Il ragioniere non rispondeva, scuoteva la testa e si rimetteva al parere del suo direttore, pur non condividendolo. Avrebbe desiderato che i dipendenti seguissero un’altra disciplina, un comportamento, per intenderci, più ‘milanese’ e accantonassero quel disincanto un po’ ironico e fatalista che lui interpretava come rilassatezza o sciatteria ed è invece un atteggiamento connaturale alla gente di mare e di frontiera: e tuttavia non ha nulla a che vedere con la serietà del lavoro svolto. Era del resto indicativo che lui, di proposito, non si esprimesse mai in dialetto triestino, al contrario dei suoi
genitori, che l’avevano sempre parlato, e dei colleghi d’ufficio – compreso Ulcigrai – che lo parlavano sempre. In pubblico Morin era un misogino, un single inossidabile: l’unica presenza femminile nel suo tran tran quodidiano era la Teresina – una segaligna zitella friulana assunta giovanissima quando i suoi genitori erano ancora vivi – che da un quarto di secolo gli faceva da domestica. Ma ciò non significava che non gli piacessero le donne, anzi… solo non lo dava a vedere. E così gli impiegati della ditta Krizman avevano presa l’abitudine – parafrasando il vecchio detto cicio no xè per barca – di chiamarlo Morin no xè per mule o, in maniera più colorita, no xè per mona; ma lo facevano dietro le spalle, stando ben attenti a non farsi sorprendere dall’interessato, perché lo sapevano permaloso e ne temevano le ritorsioni.

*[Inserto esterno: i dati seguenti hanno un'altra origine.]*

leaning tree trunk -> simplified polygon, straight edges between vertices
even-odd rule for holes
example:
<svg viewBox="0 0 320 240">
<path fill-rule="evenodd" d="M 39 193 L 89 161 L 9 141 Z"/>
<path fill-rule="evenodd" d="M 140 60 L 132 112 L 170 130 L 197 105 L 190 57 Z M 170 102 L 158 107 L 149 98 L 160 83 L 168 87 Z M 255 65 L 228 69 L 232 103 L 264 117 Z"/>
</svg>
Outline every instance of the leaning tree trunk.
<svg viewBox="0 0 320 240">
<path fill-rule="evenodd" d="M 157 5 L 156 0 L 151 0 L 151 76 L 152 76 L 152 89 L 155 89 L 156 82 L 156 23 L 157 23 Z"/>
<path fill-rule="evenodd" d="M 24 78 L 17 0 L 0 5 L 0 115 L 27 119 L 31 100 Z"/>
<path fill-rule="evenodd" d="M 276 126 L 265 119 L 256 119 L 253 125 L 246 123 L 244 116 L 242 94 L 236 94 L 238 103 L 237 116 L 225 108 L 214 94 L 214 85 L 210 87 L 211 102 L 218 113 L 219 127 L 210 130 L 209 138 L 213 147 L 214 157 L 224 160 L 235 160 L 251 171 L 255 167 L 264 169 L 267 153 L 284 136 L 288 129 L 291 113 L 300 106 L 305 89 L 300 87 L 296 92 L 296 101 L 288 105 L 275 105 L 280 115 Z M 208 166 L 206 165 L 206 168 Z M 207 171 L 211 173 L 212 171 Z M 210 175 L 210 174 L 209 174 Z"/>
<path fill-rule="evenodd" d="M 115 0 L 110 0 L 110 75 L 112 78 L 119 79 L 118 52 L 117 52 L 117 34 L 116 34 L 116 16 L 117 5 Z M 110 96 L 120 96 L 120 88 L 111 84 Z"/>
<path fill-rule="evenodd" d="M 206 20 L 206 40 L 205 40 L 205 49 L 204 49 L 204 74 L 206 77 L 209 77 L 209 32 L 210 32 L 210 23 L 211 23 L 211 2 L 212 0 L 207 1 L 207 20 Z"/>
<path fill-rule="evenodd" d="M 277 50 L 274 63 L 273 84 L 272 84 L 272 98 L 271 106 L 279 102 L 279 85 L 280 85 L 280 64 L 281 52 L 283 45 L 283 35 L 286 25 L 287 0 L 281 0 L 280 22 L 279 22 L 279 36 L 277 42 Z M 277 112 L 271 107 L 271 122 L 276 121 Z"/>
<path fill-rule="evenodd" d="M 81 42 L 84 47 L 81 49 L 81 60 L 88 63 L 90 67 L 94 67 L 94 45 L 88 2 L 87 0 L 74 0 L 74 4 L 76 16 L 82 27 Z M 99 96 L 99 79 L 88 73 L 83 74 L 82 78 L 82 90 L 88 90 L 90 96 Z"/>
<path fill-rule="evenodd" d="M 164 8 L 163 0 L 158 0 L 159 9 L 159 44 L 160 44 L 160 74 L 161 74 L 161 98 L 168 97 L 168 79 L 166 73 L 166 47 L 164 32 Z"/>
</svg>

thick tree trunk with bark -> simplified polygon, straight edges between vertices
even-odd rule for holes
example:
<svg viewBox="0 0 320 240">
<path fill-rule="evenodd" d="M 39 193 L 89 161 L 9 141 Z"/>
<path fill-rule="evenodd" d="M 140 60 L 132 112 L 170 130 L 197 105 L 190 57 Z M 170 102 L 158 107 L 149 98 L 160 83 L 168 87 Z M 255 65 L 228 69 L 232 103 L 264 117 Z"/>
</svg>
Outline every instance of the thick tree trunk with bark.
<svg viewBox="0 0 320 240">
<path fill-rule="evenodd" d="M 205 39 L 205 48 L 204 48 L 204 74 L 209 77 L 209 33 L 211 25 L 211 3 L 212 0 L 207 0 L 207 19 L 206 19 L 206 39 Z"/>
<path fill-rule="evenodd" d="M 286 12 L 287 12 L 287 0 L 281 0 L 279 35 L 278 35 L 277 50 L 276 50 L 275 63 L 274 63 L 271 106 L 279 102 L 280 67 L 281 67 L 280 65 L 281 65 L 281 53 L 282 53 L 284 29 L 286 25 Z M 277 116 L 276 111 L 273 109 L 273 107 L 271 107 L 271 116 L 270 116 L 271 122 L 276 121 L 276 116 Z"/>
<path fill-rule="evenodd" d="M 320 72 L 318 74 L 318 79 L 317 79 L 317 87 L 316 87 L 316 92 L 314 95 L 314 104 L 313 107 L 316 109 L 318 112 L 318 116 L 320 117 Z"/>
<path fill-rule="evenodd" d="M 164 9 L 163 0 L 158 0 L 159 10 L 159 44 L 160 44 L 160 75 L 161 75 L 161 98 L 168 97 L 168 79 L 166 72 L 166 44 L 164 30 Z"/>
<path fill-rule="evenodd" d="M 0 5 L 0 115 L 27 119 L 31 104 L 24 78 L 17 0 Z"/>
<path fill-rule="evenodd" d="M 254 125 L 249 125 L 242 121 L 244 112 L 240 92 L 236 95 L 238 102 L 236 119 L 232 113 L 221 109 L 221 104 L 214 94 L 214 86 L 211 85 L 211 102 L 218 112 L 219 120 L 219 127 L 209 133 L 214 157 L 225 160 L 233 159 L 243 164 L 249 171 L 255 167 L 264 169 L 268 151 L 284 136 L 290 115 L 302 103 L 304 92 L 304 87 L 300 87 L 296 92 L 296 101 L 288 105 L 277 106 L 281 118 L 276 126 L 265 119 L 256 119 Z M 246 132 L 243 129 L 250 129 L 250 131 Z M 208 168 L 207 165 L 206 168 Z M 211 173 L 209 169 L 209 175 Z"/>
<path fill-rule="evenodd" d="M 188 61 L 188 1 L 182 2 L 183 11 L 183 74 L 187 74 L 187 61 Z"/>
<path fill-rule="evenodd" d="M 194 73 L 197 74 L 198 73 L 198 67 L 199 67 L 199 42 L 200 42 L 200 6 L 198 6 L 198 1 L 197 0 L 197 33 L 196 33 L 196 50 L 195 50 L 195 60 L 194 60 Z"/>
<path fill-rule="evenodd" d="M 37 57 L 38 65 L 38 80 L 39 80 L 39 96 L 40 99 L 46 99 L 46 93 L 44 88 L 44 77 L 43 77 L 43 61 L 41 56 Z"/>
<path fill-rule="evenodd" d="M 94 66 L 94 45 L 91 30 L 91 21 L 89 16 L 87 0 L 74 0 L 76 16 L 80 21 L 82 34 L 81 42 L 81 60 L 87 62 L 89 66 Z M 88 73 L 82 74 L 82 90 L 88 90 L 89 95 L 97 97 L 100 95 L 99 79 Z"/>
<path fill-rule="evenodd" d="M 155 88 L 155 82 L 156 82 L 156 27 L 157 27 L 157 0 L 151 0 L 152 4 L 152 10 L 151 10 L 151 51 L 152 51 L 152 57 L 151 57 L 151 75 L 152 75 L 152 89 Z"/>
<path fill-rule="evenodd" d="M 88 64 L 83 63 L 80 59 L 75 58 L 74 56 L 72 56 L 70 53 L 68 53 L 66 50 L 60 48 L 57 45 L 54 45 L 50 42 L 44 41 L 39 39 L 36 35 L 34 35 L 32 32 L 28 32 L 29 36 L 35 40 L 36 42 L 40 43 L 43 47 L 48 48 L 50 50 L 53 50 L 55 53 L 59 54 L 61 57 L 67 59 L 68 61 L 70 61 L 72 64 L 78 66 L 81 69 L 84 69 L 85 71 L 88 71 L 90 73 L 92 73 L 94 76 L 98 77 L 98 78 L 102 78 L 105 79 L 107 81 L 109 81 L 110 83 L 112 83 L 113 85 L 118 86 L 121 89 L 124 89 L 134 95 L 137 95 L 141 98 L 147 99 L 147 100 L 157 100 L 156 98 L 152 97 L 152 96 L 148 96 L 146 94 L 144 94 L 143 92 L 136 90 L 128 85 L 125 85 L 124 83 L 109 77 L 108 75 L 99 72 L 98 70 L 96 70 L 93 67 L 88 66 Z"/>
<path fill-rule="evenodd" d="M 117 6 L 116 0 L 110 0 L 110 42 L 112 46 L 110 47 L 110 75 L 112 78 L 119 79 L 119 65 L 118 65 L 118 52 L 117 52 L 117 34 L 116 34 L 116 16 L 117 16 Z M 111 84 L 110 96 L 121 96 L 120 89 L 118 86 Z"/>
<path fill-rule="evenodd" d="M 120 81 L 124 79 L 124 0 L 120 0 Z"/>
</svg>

In realtà il ragionier Morin aveva una sua vita sessuale nascosta, scandita da una puntualità rigorosa. La prima esperienza l’aveva avuta a vent’anni quando il medico di famiglia – un massone anticlericale – l’aveva accompagnato in uno dei bordelli più su della città. Da allora non aveva mai mancato di riservare un’ora del suo tempo libero – e precisamente due volte al mese, in corrispondenza delle nuove ‘quindicine’ – a queste visite; lo faceva con grande riservatezza, che si trasformò in prudenza puntigliosa quando la senatrice Merlin fece chiudere le case e lui trasferì
questo tipo di interessi in una villetta del Collio adibita ad enoteca e gestita dalla Gabry, un’avvenente vinificatrice – presentatagli dallo stesso medico massone – che arrotondava i proventi della sua piccola vigna con un’altra attività, ben inteso molto selettiva e assolutamente ‘in proprio’. Morin, da diciassette anni, si presentava ogni quindici giorni e questa regolarità erotica che non modificava le sue abitudini, anche adesso che la Gabry aveva raggiunto la quarantina e l’enoteca andava a gonfie vele, continuava a riempire la sua vita: era uno dei pochi clienti rimasti di quell’attività
secondaria – ormai più che clienti erano due o tre vecchi amici ai quali la Gabry non sapeva dire di no – e senz’altro il più regolare e affezionato. Altre distrazioni non ne cercava e anche quando al circolo degli scacchi – vi si recava spesso dopo cena per il caffè e magari si concedeva una partitina – il cavalier Rubessa, un libertino impenitente e impomatato, cercava di tentarlo proponendogli una capatina dalla Irma, dove ghe ièra de spasarsela con dò s’ciavéte, lui declinava l’invito con cortesia e fermezza. “Figurarsi… dalla Irma! – borbottava tra sé e sé ’ – ‘ una casa clandestina… e ci mancherebbe solo l’irruzione della buoncostume… così tutti in prima pagina sul giornale… con tanto di nomi e cognomi… e magari le foto… ah no! non ci voglio nemmeno pensare.”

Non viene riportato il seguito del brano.